Shims take this up a notch.  One area where both stubs and mocks can be weak is in situations where there are no obvious seams.  A seam, as described in Micheal Feathers book Working Effectively with Legacy Code, is a place where two pieces of software meet and other dependencies can be injected.  This is often accomplished with some form of dependency injection, whether it be construction injection, setter injection, factories, what have you.  Shims get around a lack of injectibility by replacing code at runtime, so instead of calling dependency X, you call the shim of that code.

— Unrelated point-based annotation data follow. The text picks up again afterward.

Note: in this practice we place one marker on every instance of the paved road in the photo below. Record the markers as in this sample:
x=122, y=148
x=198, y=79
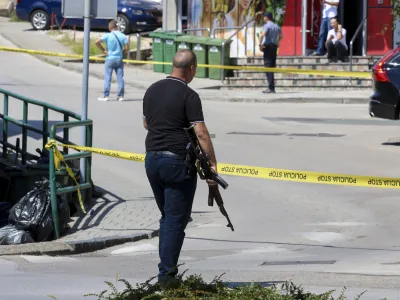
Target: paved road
x=320, y=236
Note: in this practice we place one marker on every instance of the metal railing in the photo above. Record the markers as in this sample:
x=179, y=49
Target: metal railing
x=198, y=29
x=352, y=41
x=45, y=134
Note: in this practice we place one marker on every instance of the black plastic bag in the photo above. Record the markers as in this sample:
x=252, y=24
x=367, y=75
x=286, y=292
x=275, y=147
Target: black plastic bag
x=9, y=235
x=30, y=210
x=4, y=212
x=33, y=213
x=45, y=230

This is a very powerful technique, but it has a great deal of potential for abuse.  Tests that make use of shims can be fragile, because they aren't black box tests; by their nature they have some knowledge of the implementation details of the code under test, and changes to those implementation details may break the test without actually breaking any externally visible behavior.  So shims should definitely be used judiciously.  Where they do shine is when adding tests to legacy code that isn't easily testable.  They can allow you to get the existing behavior "pinned" with a test suite.  The code can then be refactored to be more easily testable, at which point the shim tests can be replaced.  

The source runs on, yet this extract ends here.